Anyone who has read Peter Biskind's seminal book on what he describes as the 'sex, drugs and rock and roll generation who saved Hollywood,' namely the era which lasted from the late Sixties untill roughly the late Seventies in American film and which is considered to be by many the last golden age of Hollywood, will likely come away from this Documentary film adaptation of the book with mixed feelings.
The documentary gives the viewer the bare outline one who has read the book is familiar with:-
A) The death of the old studio system sometime in the Sixties whose demise was hastened by such ill-considered mega-flops as Cleopatra, Paint Your Wagon and Hello Dolly.
(B) The rise of a burgeoning and untapped youth market eager to see things they could identify with on screen.
(C) The Trojan Horse of the 'Roger Corman Film School' i.e 'King of the B-Movies' Producer/Director Roger Corman who firstly tapped into the hitherto untapped youth market, with B-Movies like The Trip and The Wild Angels, and secondly opened the doors to the untried and untested Film school graduates and harbingers of the 'New Hollywood' Francis Ford Coppola, Martin Scorcese and Peter Bogdanovich amongst many others.
D) The rise of the 'movie brats' influenced as they were by the French and Italian 'new wave' brought a much more more realistic approach to story-telling that was evident in European cinema at that time (complete with it's attendant moral and sexual ambiguities) to American film for the very first time.

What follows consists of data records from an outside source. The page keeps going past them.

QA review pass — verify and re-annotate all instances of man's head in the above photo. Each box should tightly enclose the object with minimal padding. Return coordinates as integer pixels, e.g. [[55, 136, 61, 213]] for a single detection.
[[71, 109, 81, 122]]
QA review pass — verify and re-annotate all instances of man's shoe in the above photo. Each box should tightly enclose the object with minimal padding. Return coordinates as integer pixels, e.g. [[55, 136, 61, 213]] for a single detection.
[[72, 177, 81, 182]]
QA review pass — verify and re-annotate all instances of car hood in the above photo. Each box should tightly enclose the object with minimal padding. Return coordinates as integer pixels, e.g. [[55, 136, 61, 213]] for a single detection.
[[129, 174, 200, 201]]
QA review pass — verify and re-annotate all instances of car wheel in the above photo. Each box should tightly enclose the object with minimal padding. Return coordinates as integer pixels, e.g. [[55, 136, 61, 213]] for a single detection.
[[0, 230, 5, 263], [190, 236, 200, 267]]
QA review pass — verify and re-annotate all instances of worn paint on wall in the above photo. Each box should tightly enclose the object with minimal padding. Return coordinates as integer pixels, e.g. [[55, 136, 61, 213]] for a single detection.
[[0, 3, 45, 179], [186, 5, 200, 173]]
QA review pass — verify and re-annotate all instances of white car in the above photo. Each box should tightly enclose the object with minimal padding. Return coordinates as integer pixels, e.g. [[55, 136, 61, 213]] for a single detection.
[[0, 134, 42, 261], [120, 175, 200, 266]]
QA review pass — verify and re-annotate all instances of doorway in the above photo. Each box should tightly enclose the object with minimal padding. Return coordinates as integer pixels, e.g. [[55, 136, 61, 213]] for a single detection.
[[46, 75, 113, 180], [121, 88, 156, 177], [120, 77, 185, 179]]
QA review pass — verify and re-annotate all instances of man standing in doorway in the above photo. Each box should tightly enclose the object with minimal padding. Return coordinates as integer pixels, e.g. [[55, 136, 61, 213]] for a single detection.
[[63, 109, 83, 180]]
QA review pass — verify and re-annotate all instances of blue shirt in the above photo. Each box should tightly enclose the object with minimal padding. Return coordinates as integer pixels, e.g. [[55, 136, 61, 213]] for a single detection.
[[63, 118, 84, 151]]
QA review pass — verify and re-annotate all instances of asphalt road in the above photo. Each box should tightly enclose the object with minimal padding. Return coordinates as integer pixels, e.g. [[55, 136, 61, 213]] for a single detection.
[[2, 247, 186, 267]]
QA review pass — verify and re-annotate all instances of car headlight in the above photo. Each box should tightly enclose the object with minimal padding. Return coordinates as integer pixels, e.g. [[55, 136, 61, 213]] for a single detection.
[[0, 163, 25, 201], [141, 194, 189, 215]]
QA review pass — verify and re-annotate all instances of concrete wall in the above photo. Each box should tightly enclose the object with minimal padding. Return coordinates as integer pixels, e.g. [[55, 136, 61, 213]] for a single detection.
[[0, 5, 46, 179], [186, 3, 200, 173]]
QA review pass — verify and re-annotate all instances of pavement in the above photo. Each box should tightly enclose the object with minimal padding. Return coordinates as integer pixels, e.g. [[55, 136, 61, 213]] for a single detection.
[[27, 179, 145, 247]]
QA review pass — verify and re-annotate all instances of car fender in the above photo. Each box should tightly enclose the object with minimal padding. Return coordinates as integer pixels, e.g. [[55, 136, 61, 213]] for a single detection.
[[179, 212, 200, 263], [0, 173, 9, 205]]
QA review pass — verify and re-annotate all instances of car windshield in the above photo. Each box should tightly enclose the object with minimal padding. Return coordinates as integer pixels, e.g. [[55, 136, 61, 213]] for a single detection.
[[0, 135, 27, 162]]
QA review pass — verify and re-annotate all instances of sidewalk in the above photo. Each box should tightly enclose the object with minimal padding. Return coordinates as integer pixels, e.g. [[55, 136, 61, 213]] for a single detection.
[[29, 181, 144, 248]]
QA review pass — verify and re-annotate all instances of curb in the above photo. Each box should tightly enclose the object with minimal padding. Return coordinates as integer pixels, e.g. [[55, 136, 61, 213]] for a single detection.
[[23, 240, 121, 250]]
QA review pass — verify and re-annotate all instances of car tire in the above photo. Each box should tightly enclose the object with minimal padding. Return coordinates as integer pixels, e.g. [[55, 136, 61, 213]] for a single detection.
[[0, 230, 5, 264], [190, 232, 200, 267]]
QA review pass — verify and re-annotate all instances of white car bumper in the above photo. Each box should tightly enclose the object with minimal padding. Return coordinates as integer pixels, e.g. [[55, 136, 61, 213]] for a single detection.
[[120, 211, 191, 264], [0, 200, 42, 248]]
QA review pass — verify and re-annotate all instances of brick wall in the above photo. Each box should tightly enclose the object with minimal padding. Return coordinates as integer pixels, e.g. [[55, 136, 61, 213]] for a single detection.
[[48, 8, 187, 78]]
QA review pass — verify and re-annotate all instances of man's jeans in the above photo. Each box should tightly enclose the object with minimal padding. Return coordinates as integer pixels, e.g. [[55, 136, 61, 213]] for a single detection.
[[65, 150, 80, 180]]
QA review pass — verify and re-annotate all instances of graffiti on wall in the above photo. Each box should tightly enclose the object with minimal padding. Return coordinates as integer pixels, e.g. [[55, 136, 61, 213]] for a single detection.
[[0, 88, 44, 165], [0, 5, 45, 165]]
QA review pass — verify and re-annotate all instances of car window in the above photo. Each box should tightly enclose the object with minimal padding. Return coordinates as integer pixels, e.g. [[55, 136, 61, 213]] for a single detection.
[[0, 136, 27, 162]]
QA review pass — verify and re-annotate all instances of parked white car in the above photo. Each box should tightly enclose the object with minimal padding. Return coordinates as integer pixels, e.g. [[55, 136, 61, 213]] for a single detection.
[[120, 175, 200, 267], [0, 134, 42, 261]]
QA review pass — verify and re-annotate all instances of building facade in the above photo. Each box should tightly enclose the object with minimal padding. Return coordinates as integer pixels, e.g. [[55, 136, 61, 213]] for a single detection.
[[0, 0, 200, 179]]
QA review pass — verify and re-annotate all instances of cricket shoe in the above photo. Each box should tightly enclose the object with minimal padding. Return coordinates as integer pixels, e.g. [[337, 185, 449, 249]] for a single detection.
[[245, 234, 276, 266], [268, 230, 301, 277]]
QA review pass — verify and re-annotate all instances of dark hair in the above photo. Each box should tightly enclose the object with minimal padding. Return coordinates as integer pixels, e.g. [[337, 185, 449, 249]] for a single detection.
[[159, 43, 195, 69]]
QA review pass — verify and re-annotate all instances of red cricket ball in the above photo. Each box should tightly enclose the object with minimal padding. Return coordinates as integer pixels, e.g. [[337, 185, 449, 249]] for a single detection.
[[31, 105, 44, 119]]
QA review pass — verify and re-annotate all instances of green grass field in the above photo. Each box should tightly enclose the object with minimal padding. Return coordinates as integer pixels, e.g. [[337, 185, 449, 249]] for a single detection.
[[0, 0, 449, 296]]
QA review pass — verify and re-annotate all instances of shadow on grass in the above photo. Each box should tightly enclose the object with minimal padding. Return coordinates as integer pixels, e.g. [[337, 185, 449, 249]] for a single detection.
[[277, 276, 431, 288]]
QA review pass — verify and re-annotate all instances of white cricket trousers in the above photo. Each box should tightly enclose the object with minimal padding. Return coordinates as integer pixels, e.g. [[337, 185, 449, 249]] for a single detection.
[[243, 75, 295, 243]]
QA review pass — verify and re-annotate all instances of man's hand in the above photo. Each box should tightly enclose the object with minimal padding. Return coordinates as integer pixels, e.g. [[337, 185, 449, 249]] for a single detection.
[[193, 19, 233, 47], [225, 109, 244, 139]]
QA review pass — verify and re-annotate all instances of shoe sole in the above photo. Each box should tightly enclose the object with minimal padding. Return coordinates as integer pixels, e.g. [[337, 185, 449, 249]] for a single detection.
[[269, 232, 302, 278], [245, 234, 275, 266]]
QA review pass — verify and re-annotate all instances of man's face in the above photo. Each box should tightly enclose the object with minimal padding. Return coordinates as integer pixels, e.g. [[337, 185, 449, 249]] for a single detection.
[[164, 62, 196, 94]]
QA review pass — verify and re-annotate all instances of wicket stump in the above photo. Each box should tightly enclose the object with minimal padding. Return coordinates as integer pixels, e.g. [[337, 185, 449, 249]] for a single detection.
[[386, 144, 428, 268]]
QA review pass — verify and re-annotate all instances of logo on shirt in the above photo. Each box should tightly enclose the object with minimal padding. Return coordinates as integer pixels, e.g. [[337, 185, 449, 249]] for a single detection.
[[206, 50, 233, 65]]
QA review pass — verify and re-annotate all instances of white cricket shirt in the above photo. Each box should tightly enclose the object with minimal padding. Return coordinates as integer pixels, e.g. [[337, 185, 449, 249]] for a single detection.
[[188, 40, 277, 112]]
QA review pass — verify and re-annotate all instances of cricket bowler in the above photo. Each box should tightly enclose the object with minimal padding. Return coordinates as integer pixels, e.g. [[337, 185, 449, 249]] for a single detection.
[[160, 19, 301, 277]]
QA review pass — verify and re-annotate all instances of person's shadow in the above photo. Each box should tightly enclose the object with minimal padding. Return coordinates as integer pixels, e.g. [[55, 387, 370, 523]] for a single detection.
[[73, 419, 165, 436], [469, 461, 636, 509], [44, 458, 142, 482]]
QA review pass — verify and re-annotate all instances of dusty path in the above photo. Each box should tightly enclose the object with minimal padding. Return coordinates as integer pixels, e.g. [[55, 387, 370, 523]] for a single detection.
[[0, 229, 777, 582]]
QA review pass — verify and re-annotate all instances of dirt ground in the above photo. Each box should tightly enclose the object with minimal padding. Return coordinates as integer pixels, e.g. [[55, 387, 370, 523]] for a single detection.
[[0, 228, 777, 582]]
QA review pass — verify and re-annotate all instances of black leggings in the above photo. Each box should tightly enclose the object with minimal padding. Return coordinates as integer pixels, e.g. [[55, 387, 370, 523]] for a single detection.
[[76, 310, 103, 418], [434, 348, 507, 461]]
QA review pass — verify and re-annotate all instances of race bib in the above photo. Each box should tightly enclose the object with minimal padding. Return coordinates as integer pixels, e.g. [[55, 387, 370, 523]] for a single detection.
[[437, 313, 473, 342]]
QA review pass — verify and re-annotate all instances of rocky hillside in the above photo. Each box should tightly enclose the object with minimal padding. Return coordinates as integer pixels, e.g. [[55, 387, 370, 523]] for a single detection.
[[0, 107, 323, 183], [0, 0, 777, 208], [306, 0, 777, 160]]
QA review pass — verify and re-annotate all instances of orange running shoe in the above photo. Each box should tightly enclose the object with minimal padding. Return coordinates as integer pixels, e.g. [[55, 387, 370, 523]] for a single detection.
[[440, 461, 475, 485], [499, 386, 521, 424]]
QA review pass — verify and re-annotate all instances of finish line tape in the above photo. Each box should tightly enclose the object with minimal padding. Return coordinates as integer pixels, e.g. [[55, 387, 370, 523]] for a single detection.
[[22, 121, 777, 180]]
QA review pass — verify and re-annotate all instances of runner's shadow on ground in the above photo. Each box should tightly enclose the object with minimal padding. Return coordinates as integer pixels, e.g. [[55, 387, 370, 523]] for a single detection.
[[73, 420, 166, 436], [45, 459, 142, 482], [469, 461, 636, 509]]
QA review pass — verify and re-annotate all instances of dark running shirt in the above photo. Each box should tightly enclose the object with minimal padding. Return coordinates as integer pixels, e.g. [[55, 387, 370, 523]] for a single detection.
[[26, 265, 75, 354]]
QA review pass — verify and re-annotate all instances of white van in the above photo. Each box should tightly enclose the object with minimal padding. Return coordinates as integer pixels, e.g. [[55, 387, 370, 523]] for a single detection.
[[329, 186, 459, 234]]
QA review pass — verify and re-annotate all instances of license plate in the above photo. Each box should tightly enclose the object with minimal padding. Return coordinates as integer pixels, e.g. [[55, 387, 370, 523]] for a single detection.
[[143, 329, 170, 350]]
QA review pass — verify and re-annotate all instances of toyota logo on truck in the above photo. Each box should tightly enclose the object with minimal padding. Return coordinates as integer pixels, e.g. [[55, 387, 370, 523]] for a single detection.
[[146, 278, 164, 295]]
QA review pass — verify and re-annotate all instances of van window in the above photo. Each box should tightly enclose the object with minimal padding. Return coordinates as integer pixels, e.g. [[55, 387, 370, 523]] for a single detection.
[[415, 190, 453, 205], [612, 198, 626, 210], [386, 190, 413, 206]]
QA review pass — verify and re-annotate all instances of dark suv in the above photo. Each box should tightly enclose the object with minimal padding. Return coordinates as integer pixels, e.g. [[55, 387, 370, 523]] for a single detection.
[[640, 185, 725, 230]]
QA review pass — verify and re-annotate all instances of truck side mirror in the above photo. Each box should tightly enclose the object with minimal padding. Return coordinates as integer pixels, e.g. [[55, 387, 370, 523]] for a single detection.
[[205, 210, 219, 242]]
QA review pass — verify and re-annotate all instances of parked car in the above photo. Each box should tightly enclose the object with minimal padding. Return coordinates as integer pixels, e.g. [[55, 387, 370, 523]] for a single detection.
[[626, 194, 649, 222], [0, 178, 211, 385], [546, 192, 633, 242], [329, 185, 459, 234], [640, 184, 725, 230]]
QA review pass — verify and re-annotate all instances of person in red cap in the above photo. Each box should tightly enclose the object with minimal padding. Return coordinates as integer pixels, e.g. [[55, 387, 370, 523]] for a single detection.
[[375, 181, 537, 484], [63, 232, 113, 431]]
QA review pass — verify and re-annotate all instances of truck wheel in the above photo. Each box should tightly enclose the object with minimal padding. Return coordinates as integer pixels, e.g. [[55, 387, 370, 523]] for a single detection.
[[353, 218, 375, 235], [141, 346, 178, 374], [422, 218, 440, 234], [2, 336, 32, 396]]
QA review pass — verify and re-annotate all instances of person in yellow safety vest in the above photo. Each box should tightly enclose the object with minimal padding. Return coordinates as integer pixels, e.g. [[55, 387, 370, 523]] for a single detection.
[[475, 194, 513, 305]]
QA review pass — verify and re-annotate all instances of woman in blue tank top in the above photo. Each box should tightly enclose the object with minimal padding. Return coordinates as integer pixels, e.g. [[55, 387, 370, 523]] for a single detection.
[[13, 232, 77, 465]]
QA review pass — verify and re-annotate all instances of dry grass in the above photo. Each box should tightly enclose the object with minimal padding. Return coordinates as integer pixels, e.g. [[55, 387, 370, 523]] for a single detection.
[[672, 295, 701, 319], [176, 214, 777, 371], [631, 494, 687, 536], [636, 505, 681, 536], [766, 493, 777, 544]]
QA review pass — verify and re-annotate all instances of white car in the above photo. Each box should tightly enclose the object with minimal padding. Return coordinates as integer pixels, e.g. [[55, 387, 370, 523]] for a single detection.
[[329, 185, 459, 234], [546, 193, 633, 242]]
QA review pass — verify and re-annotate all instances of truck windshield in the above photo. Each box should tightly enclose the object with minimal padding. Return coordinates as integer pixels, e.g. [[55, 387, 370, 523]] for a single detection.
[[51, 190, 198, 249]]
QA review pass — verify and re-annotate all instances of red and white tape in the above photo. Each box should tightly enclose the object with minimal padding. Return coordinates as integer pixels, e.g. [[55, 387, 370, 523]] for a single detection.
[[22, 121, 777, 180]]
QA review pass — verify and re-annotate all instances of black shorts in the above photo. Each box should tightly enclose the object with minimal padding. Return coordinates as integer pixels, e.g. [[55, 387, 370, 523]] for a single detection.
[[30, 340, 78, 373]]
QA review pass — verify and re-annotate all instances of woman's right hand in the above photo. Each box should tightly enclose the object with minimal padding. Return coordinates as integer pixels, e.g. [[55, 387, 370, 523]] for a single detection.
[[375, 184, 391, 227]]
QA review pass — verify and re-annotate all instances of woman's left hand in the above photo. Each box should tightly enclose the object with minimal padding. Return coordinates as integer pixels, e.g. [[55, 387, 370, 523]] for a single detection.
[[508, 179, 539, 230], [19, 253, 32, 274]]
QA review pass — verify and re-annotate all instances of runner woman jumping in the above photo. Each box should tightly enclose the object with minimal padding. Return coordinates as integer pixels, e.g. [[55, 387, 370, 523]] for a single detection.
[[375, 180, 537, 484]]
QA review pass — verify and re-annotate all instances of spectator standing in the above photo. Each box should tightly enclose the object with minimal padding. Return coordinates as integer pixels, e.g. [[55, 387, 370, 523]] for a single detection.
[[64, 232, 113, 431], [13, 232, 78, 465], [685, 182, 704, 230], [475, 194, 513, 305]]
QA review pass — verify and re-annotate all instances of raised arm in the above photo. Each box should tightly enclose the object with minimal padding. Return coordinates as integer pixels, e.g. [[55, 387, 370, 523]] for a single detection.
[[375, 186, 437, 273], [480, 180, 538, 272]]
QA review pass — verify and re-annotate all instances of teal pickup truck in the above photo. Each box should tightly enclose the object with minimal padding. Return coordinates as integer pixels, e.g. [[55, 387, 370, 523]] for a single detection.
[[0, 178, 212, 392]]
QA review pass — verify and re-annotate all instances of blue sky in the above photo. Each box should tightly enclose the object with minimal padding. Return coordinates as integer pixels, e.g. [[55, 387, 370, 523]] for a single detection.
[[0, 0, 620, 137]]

E) The shift in style and in cultural outlook helped to foster a climate of freedom and creativity which allowed the 'New Hollywood' to flourish and produce such great films as The Last Picture Show, The Godfather, Mean Streets, Taxi Driver, Mash, Harold and Maude, Network, Deliverance, All the Presidents Men, Dog Day Afternoon and a host of other films which a mere ten years previously would never have been made.
F) The Fall. Starting with Jaws and continued by Star Wars in the mid to late Seventies the era of the Blockbuster is shown as destroying this last era of innocence in Hollywood as commerce and the studio exec's reassert creative control.
All very well and good you might say but why only the three stars? churlish though it might appear it feels as though something is missing, the story is condensed and in the process something is lost.
My recomendation is firstly read the book but secondly watch Ted Demme's excellent documentary 'A Decade under the Influence' which covers this era by primarily focusing on the films rather than (as is the case in this documenary) by focusing too heavily on the personalities involved and their associated drug problems.